Vouloir le beurre et l’argent du beurre est une vision simpliste et égoïste dans une communauté de plus de 500 millions de citoyens. Elle est encore plus inacceptable dès lors que le principe de la solidarité est ouvertement bafoué.

Dépenser les crédits sans respecter les valeurs

La farandole des milliards nous aide à mieux cerner l’amplitude des enjeux. La Pologne a perçu près de 16 milliards d’euro en termes d’aide à la cohésion économique et sociale. Les bénéficiaires de l´aide financière de Bruxelles sont nombreux. La République Tchèque avec plus de 4,5 milliards d´euro. La Hongrie avec un peu plus de 4 milliards, la Roumanie avec près de 3,5 milliards, la Slovaquie avec plus de 2 milliards.

Ayons-alors le droit légitime de nous offusquer devant le bafouement ouvert des règles démocratiques fondamentales de l’Union Européenne. Ici, avec la restriction de la liberté de la presse. Là-bas, devant la remise en cause de l’indépendance de la justice et son démontage systématique. Plus loin encore, avec l´instauration d´un régime autoritaire au bord de la corruption.
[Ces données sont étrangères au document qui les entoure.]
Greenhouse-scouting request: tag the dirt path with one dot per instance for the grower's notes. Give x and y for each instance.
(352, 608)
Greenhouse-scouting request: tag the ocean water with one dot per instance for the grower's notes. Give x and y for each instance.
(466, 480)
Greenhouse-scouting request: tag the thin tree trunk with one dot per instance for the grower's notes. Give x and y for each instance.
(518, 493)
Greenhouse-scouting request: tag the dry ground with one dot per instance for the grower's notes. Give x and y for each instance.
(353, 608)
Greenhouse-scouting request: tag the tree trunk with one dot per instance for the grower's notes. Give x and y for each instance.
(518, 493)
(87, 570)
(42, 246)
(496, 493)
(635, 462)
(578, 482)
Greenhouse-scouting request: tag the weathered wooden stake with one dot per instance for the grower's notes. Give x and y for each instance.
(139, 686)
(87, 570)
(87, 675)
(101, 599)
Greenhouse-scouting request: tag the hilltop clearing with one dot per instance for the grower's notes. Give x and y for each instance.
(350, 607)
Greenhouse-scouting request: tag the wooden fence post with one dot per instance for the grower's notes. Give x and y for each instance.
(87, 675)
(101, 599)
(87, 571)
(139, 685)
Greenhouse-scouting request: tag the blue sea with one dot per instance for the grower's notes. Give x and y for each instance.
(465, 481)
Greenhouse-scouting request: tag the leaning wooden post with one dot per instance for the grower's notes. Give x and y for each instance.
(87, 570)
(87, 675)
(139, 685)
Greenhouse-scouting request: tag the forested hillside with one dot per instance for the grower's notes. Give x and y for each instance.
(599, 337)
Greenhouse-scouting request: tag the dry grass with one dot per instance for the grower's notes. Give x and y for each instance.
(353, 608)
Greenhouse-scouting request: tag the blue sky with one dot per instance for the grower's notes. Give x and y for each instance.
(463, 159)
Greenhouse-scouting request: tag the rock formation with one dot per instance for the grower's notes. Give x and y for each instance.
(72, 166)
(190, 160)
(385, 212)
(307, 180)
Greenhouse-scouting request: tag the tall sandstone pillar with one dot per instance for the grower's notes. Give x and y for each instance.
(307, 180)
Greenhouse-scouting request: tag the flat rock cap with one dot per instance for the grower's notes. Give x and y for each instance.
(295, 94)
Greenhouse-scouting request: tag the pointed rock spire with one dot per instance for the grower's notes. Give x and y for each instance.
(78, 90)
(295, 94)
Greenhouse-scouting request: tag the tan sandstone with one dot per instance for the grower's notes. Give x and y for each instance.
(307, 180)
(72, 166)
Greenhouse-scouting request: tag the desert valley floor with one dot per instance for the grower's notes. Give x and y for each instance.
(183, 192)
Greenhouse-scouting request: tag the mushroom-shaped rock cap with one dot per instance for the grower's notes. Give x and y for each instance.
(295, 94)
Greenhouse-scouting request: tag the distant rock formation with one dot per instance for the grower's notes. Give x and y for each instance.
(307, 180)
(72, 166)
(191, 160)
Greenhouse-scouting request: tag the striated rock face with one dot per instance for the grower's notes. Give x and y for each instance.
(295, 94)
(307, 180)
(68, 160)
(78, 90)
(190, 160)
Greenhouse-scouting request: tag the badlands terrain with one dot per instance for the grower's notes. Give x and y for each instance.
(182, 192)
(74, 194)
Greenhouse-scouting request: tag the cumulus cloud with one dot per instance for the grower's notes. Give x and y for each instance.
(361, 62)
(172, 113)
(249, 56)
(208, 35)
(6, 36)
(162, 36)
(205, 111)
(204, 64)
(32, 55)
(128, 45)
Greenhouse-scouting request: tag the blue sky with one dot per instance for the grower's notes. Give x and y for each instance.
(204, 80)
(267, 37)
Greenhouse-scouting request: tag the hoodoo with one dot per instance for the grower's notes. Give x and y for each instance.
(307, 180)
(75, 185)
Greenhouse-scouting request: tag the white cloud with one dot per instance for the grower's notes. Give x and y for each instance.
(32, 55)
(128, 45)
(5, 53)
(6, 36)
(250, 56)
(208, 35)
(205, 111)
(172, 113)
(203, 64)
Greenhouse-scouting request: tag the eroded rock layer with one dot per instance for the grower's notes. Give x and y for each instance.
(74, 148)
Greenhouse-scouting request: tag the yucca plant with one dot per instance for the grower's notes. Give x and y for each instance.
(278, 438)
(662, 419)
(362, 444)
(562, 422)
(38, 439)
Ayons alors le devoir de dire non et de nous y opposer !

Nos aïeuls avaient vu juste en leur temps en dotant le Parlement Européen et la Commission Européenne de moyens de sanction. Le Parlement Européen use de son droit d’initiative pour demander aux États membres de se prononcer sur la situation de l’État de droit dans un pays de l’Union européenne. Après la Pologne, c’est au tour de la Hongrie début septembre.

Symbolique ou pas, il était grand temps que la démocratie européenne défende ses valeurs fondamentales devant le risque systémique.

L’Union Européenne n’est pas la maison de l’argentier !

Emmanuel Macron l’avait clairement argué et défendu. Il ne peut pas y avoir de convergence européenne si chacun agit à son gré en bafouant allègrement les valeurs fondamentales de l’Europe. Dépenser à son profit les crédits sans les respecter est une preuve de cynisme que personne en Europe ne peut tolérer. Soyons alors direct : l’Union Européenne n’est pas un supermarché.

Alors battre le beurre ne servira à rien, malgré le renfort médiatique accordé aux dissidents. Il leur faut enfin comprendre que l’Europe, ce n’est pas la maison de l’argentier. C’est avant tout le respect des valeurs profondes de la démocratie et de la solidarité.